Carriers in North America have been handed a major opportunity on a plate. Perhaps more accurately, they have served themselves the opportunity. From mid-January, AT&T, Sprint and T-Mobile will stop supporting premium SMS.
On the face of it, this is excellent news for all proponents of DOB.
Research just out, courtesy of Bango (the people behind DOB) and Yankee, discovered that 35 million US consumers made a premium SMS purchase in the last month. Now, presumably, the carriers will try an convert them to DOB. It is certainly more intuitive, has a better customer experience and is generally a slicker solution. But that is still a lot of people to convince.
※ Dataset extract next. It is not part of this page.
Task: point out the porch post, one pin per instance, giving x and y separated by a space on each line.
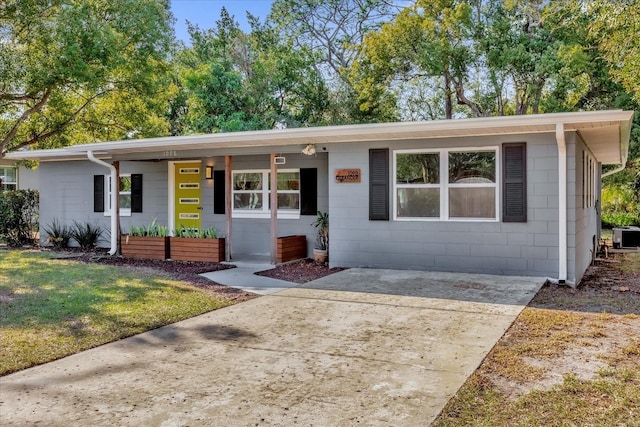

Telefonica Digital has proved the point about DOB. With revenues from purchases up and conversions also up considerably, there is no doubt that this is one of the three opportunities that carriers need to address to compensate for the loss of ARPU from consumers (pegged at over 38 percent since 2007 in the US). They need to get it right.
The example of Telefonica Digital is certainly a success story, although news is scarce lately. Any operator/carrier can plug into their platform, as Telenor has done. DOB is now available to over 400 million customers and products such as Firefox Marketplace is being launched in Latin America – with DOB ‘baked in.’
The early conclusion should be that three of the serious carriers in the US have seen the opportunity and want it for themselves. And they almost certainly will have it….unless those who have not announced they are scrapping premium SMS have other plans, which might result in payments becoming the real battleground for capturing customers. We shall see.